On December 13th, the team working on a large-scale mobile application project gathered in our Montreal office to tackle a terrible catastrophe (fortunately, a fictitious one). The scenario was as follows:
In 5 hours, our client is set to launch its biggest campaign of the decade—no less! But disaster strikes: AWS services are down across Canada. After conducting an urgent PIA (don’t forget the Law 25 ), the decision is made to migrate the entire infrastructure to the United States.
Although this scenario is far-fetched, the exercise itself is incredibly valuable. In fact, such simulations are increasingly common in the industry. In the rest of this article, we’ll discuss the various benefits and share some tips to help you get the most out of these exercises.
Choosing the Right Disaster
Every system is unique, and the scenario you choose should be tailored to its specific characteristics. A scenario that is too challenging can be demoralizing, while one that is too simple might add little value. Beyond the technological maturity of the project, a critical factor in selecting a disaster scenario is the team composition. If the original creators of the system are no longer part of the team, it’s often necessary to lower the difficulty of the scenario.

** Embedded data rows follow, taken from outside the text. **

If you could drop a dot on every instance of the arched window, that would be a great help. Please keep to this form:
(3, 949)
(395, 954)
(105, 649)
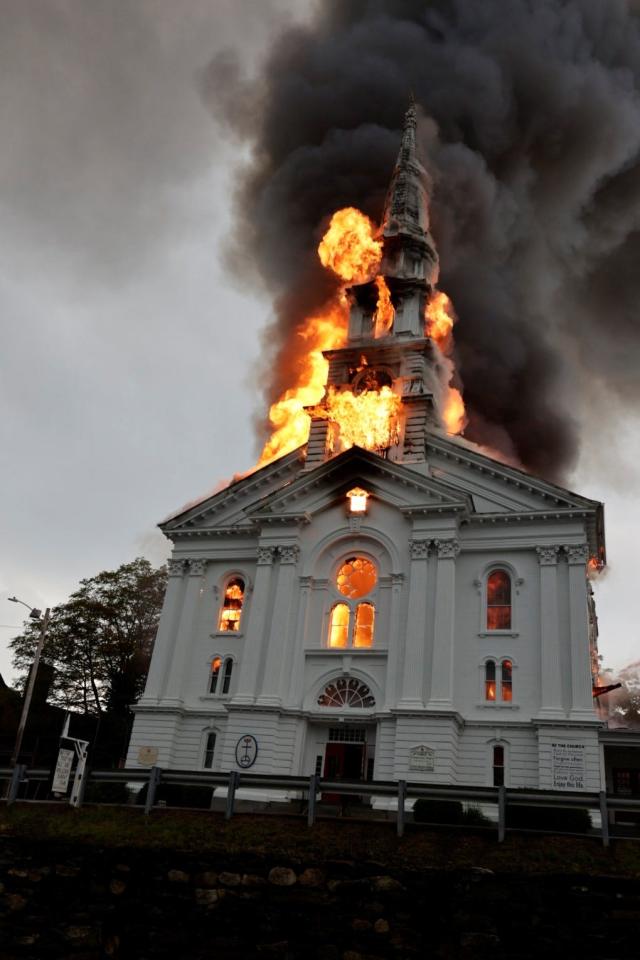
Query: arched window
(498, 681)
(506, 682)
(209, 750)
(499, 600)
(232, 606)
(490, 680)
(346, 692)
(351, 623)
(220, 677)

It’s crucial to remember that the primary goal is to uncover the blind spots in the project.
Taking Notes
Many organizations have disaster recovery policies that have never been tested. The “game day” presents an ideal opportunity to put them to the test. Throughout the exercise, it’s essential to document pain points and necessary fixes. The aim of the exercise isn’t to solve all the problems immediately but to identify, document, and address them afterward.
Finally, taking notes only adds value if it leads to concrete actions. It’s vital to schedule a post-mortem session in the days following the exercise to calmly analyze the results of the simulation. Ideally, tangible actions related to the project and its policies should be incorporated into the next sprint.
Balancing Speed and Learning
Even if the scenario includes a time constraint, it’s important to make time for learning. For many team members, such an exercise is a unique opportunity to understand how certain system components work or to familiarize themselves with less common concepts in a developer’s daily routine. For instance, during our last exercise, a team member had the chance to grasp the full process of configuring DNS records.
Some moderation may be needed if someone becomes overly competitive and prioritizes speed alone. Conversely, adding some pressure can be beneficial if the team isn’t taking the exercise seriously enough. One of the main objectives remains testing the team’s resilience in difficult situations.
Conclusion
For a relatively low cost, disaster recovery exercises are an extremely valuable tool for any organization that values operational excellence. They help test the team’s resilience under stress, uncover and address blind spots in the project and internal policies, and preserve institutional knowledge that might otherwise fade over time. For these reasons, we’ve decided to include these exercises as an option in the maintenance plans we offer to our clients.
For those curious, the team managed to recreate the environment in 3 hours and 41 minutes, which (barring another catastrophe this year ) keeps us compliant with our 99.95% SLO. This success was made possible through the use of modern technologies such as ECS/Fargate and CloudFormation, along with a robust database backup strategy.
The exercise was still highly relevant! We identified poorly documented Lambda functions, an outdated SQS queue, and several other opportunities for improvement, which will be implemented in the coming weeks.